Palmerized bee hives?  Is this where you ask if I am writing about a new breed of honey bee?  Or perhaps you are thumbing through a supplier catalog and can’t find the Palmerized bee hive in the equipment section? Ok, let me explain a management technique that Brother Adam of Buckfast Abbey wrote about decades ago but has only gained acceptance through the sustainable apiary teachings of Michael Palmer of Vermont.

So, you installed a package or nuc, maybe several, or even dozens back in April.  You may have even completed spring increase through splits.  Well we all know those efforts aren’t always rewarded for some reason – lets blame bad queens for now since they seem to be an easy scapegoat.  What do most beekeepers do to strengthen those slower colonies?  Right, take brood frames from strong colonies and “equalize” them.  That certainly is one solution, but you will find that Palmerized bee hives may be a better course of action.

Let me talk about Palmerized bee hives as a solution.  I had the pleasure of spending some quality time with Mike Palmer back in January at the American Beekeeping Federation annual convention in Hershey, PA.  He told me that he didn’t invent the management technique but finally came to understand what Brother Adam wrote about in his book.  Mike now runs over 700 hives and 1,000 nucs (Palmerized bee hives) using a sustainable apiary model guided by Brother Adam .

Those of us robbing out frames of brood from strong hives in order to build up slower hives have “equalized” all hives for easier management.  What we have done though is weaken a strong hive, thereby reducing its overall potential for honey production.  We want loads of bees in a hive in order to make loads of honey.  Mediocre hives don’t produce excess honey.  Medium strength hives often don’t produce excess honey.  So why reduce the strength of your hives?  Well, you don’t have to, just use Palmerized bee hives to become a self-sustaining apiary.

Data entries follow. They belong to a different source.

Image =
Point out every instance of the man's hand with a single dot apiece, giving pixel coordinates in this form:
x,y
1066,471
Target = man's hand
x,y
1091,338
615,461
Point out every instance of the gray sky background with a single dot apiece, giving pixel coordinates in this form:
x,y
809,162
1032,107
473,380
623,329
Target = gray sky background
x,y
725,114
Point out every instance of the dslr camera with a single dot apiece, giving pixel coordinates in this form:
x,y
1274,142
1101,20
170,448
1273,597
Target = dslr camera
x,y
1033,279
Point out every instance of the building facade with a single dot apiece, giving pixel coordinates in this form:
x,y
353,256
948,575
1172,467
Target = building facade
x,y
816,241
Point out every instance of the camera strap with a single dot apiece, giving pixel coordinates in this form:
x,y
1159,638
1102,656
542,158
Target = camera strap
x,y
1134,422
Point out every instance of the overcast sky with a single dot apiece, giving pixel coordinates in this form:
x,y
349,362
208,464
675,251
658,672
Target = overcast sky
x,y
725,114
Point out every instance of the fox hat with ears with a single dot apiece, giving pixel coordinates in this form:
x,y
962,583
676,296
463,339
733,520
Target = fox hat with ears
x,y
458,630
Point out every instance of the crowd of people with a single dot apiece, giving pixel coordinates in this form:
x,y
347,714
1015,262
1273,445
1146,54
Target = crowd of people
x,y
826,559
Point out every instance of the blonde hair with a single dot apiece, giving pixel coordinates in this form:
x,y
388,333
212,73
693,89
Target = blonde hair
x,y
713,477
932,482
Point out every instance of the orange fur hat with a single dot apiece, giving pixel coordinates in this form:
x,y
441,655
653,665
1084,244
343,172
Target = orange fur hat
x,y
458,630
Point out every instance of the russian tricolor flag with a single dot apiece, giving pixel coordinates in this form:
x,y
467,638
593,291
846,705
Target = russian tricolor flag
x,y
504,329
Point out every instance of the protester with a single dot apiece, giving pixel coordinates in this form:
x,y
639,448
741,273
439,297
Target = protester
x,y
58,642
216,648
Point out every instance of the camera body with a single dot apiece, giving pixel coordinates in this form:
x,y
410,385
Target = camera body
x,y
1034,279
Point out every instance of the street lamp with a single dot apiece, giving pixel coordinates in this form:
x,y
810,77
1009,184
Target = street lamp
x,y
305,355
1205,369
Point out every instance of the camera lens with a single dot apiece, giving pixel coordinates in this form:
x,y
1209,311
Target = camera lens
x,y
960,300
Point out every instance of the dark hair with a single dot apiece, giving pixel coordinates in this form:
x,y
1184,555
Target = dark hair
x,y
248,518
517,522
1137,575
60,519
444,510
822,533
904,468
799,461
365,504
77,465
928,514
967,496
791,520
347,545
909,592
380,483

Palmerizing (our industry has pinned this management technique’s name on Mike whether he likes it or not) is nothing more than creating summer splits, or nucs, requeening those nucs, and using equipment configurations that will allow you to over-winter them successfully.  The Palmerized bee hives can be used as brood factories to support queen rearing; further strengthen honey production colonies; replace failed queens in production colonies; replace dead-outs the following spring; or even split them again in the spring.

Using a standard ten frame Langstroth hive body, we have added a divider in the middle, separating the hive body into two separate nucleus chambers.  The bottom board has a divider glued/stapled in place to completely isolate the bees between the two nucleus chambers.  Separate entrances are maintained fore and aft.  We made custom second story nuc boxes (the supplier catalog nucs are too wide), and custom inner covers to support syrup jars.

Our nucleus chambers can hold four frames very comfortably.  To establish the Palmerized bee hive, we create splits of two frames of capped brood, 1 frame of pollen, 1 frame of honey from our under-performing hives the first week of June.  We add new queens to the Palmerized bee hives, and feed syrup through an inner cover with two holes, one serves as a vent, the other holds the jar.  We cover this with either another ten frame standard box and telescoping cover or two separate nuc boxes with a telescoping cover.

As the brood nest expands into the second box and feeding is required, we continue to use the inner covers and syrup jars while stacking boxes.  If feeding is not required, simply tape 1/8 inch hardware cloth over the second hole for additional venting.  Note that the entrances of the two Palmerized bee hives are opposite from each other.

Palmerized bee hives will continue to build quickly.  Maintain a good inspection schedule to prevent swarming and don’t forget to test / treat for varroa mites!